Well, the mountain began to melt -- that is, the wet sand and dust turned to mud and began to ooze down. . The dirt and dust of the desert plain became sticky goo.

Heavy iron chariots bogged down. Horses sloshed in mud up to their bellies. Wheels loaded with sharp blades no longer turned. When soldiers jumped out of the chariots, they got stuck in the mud.

God made the pride of Canaan, their downfall.

That little wadi, the Kishon, filled up and overflowed its gully.

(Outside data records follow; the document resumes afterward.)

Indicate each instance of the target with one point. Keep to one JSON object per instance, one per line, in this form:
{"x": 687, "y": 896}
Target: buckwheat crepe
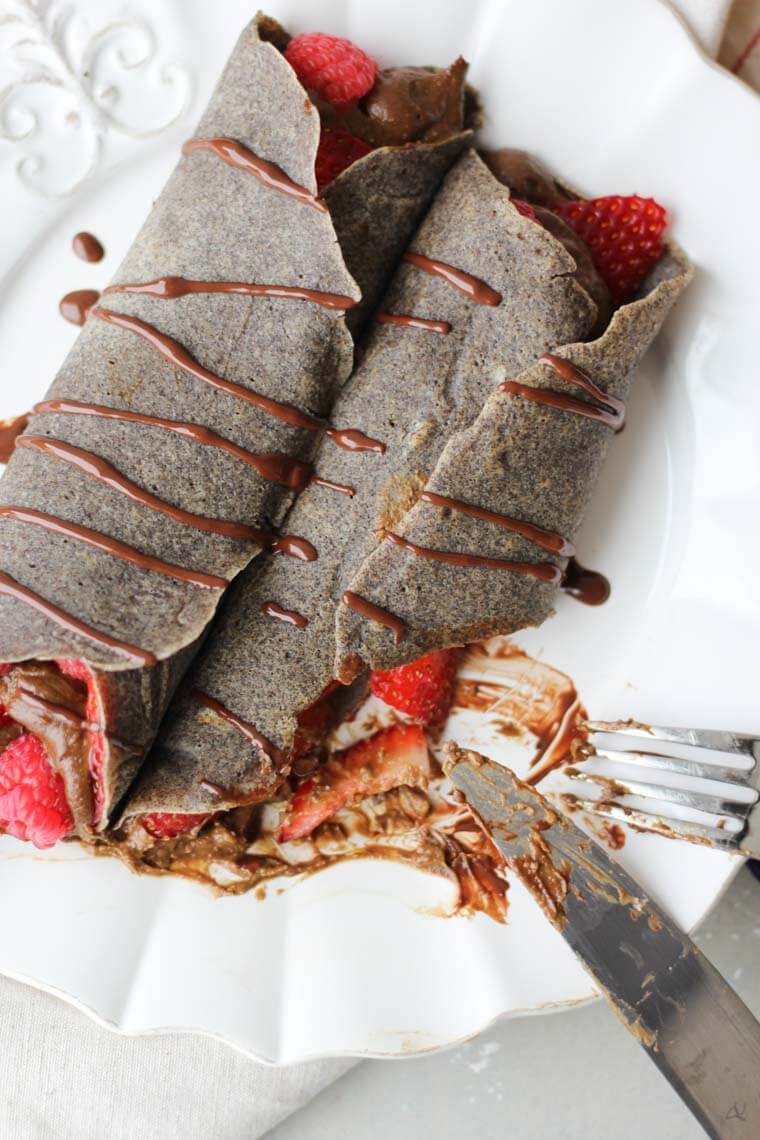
{"x": 419, "y": 392}
{"x": 196, "y": 507}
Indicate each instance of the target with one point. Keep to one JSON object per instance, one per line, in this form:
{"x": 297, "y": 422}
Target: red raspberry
{"x": 335, "y": 68}
{"x": 170, "y": 824}
{"x": 337, "y": 151}
{"x": 623, "y": 234}
{"x": 423, "y": 689}
{"x": 32, "y": 797}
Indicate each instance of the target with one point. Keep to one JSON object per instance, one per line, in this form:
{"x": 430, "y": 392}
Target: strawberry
{"x": 170, "y": 824}
{"x": 423, "y": 689}
{"x": 78, "y": 670}
{"x": 337, "y": 151}
{"x": 623, "y": 234}
{"x": 334, "y": 67}
{"x": 32, "y": 797}
{"x": 395, "y": 756}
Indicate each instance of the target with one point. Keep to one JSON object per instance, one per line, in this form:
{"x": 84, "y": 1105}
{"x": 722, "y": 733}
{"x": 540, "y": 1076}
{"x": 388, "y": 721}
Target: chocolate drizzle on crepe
{"x": 604, "y": 408}
{"x": 172, "y": 287}
{"x": 9, "y": 432}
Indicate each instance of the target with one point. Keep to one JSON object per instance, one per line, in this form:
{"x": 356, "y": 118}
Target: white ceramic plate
{"x": 357, "y": 960}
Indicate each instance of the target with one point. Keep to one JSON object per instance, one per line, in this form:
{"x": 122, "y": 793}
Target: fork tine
{"x": 720, "y": 773}
{"x": 701, "y": 801}
{"x": 734, "y": 742}
{"x": 679, "y": 829}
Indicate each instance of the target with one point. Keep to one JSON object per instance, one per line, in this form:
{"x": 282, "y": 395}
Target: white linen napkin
{"x": 64, "y": 1076}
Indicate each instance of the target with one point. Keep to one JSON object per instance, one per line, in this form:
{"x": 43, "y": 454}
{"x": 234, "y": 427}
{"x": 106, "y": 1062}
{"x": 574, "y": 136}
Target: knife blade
{"x": 681, "y": 1011}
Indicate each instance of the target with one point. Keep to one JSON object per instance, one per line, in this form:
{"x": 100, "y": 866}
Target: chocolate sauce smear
{"x": 547, "y": 539}
{"x": 274, "y": 466}
{"x": 11, "y": 588}
{"x": 230, "y": 795}
{"x": 605, "y": 409}
{"x": 63, "y": 713}
{"x": 75, "y": 307}
{"x": 288, "y": 617}
{"x": 546, "y": 571}
{"x": 243, "y": 726}
{"x": 113, "y": 546}
{"x": 171, "y": 287}
{"x": 236, "y": 154}
{"x": 9, "y": 432}
{"x": 87, "y": 246}
{"x": 177, "y": 355}
{"x": 408, "y": 322}
{"x": 104, "y": 472}
{"x": 473, "y": 287}
{"x": 587, "y": 586}
{"x": 397, "y": 626}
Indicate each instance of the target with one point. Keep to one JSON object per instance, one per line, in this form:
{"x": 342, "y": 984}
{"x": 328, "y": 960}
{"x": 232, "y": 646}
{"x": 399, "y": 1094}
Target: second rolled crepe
{"x": 488, "y": 291}
{"x": 182, "y": 422}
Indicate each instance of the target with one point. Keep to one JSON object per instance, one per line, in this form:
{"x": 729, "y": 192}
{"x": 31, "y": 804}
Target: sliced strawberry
{"x": 337, "y": 151}
{"x": 623, "y": 234}
{"x": 170, "y": 824}
{"x": 422, "y": 689}
{"x": 395, "y": 756}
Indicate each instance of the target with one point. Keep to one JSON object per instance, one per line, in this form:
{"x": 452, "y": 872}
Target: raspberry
{"x": 423, "y": 689}
{"x": 32, "y": 797}
{"x": 335, "y": 68}
{"x": 623, "y": 234}
{"x": 337, "y": 151}
{"x": 170, "y": 824}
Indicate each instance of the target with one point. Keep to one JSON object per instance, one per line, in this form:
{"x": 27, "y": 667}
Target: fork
{"x": 735, "y": 823}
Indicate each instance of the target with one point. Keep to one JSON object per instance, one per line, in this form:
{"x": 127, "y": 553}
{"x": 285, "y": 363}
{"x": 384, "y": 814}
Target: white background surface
{"x": 571, "y": 1076}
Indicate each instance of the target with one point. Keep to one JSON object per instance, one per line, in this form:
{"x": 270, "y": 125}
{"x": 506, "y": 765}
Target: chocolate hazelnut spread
{"x": 87, "y": 246}
{"x": 415, "y": 105}
{"x": 524, "y": 176}
{"x": 408, "y": 105}
{"x": 51, "y": 706}
{"x": 75, "y": 306}
{"x": 9, "y": 432}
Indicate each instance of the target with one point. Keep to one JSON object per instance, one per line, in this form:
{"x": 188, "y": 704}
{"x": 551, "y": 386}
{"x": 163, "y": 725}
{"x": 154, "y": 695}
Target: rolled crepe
{"x": 181, "y": 423}
{"x": 462, "y": 566}
{"x": 508, "y": 295}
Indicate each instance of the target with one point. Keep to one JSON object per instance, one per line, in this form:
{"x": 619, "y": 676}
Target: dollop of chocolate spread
{"x": 25, "y": 691}
{"x": 408, "y": 105}
{"x": 525, "y": 177}
{"x": 415, "y": 105}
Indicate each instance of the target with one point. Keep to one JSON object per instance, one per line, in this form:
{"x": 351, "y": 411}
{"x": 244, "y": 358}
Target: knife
{"x": 670, "y": 998}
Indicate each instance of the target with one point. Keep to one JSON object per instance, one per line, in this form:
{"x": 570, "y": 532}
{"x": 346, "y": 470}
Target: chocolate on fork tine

The water rose deeper and deeper around the chariots, horses and men on the plain.

Deborah sang, "The river of Kishon swept them away, that ancient river, the river Kishon. O my soul, you have trodden down strength. Lord, you have stopped the galloping of the horses' hoofs. So let all your enemies perish, O Lord, but let them that love you be as the sun."

For the details about how God saved his people, read Judges, chapters 4 & 5; and Psalm 83. And here is an old picture from a Bible printed in the year 1726 showing what the artist thought the battle may have looked like:

But what about Sisera? What happened to him?

When he saw he was stuck in the deep stuff, the proud general climbed out of his stuck chariot. Struggling through mud. He tried to run away. But he could not get far. For years he had ridden everywhere in a chariot; he was not used to walking. Trying to wade through mud wore him out.

Not far from the battlefield, General Sisera, found the home of a woman named Ja'el. She lived in a tent in the desert. Tall poles held up the cloth roof and long wooden tent pegs anchored the tent against strong desert winds.

Sisera stumbled into the tent. He drank some milk, stripped off his mud-caked robes and he hid under a blanket in Ja'el's bed. He was scared that the Israelite foot soldiers might find him. He was so tired that he fell asleep.

The woman watched him dose off. Without making a sound, she slipped outside and tugged up one of the long tent pegs. She quietly found the hammer and eased back inside.

Standing right over the man sleeping in her bed, she put the point of the tent peg in his ear. She raised the hammer.

Later, when Barak and the Israelite foot soldiers reached the tent, Ja'el showed them the body of proud Sisera, naked of fine robes, with his head nailed to the ground -- by a girl.

Theme Verse: "The horse is made ready for the day of battle, but victory rests with the Lord."

   -- Proverbs 21:31 NIV

Thought: Fast wheels, pretty girls and cool threads do not make the man.